- From: Leonard Rosenthol <lrosenth@adobe.com>
- Date: Sun, 26 Feb 2012 15:28:27 -0800
- To: Cameron McCormack <cam@mozilla.com>
- CC: Edwin Flores <eflores@mozilla.com>, Sairus Patel <sppatel@adobe.com>, "public-svgopentype@w3.org" <public-svgopentype@w3.org>
It's not just about color, Cam - it's about the entire model, rendering system, etc. Forget about color - how would you expect your SVG renderer (that is part of an OpenType engine) to know how to put "ink on paper"? I wouldn't - I would expect it only to know how to put "bits in a bit buffer". However, that's USELESS to a printer.
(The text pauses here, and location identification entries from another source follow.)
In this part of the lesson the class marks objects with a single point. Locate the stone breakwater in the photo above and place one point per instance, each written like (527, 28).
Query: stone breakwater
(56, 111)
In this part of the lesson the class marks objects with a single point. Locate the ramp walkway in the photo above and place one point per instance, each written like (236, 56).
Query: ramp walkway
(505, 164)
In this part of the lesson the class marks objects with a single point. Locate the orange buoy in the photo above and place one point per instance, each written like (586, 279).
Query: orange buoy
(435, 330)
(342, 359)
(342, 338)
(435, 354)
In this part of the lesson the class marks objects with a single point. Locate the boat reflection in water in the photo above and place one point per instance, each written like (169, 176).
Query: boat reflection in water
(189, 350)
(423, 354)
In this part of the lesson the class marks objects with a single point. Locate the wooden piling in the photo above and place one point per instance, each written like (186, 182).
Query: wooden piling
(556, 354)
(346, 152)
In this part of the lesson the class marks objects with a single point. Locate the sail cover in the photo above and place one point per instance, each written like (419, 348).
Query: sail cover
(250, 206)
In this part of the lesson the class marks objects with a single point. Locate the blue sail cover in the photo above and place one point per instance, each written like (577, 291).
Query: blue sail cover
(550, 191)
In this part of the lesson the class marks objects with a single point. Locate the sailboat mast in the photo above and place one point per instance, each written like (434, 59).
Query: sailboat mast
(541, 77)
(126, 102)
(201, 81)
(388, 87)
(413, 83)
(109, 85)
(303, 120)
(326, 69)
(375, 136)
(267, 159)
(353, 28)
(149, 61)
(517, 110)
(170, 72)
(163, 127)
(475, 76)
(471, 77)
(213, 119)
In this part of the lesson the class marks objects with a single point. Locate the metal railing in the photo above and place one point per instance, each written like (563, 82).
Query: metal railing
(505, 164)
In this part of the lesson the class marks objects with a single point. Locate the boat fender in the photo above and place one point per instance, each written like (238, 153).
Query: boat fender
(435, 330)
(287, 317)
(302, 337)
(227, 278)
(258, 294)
Leonard -----Original Message----- From: Cameron McCormack [mailto:cam@mozilla.com] Sent: Sunday, February 26, 2012 5:44 PM To: Leonard Rosenthol Cc: Edwin Flores; Sairus Patel; public-svgopentype@w3.org Subject: Re: Two flavors of glyphs: color-specifying and color-inheriting Cameron McCormack: >> I think in our SVG-in-OpenType spec we can just define how these >> input paints get translated into SVG paint values Leonard Rosenthol: > No, you cannot do that! > > You are thinking about a "Web" or "Screen" only world - but OpenType > is used EVERYWHERE! Think about all the places that you see fonts > used that aren't working in an (s)RGB world or where the final output > isn't a "bit buffer". The most obvious, and common, being a physical > printer. Printers are CMYK (or CMYK+other) inks being placed onto a > physical media. How do you expect your SVG renderer to know what to > do in that case?? There is no "bit buffer" for it to render into. > Also consider other hardware devices, perhaps even in monochrome > devices such as teletypes, billboards, scrolling text signs, etc.. That's why I talked about SVG Color, with which you can represent CMYK colours.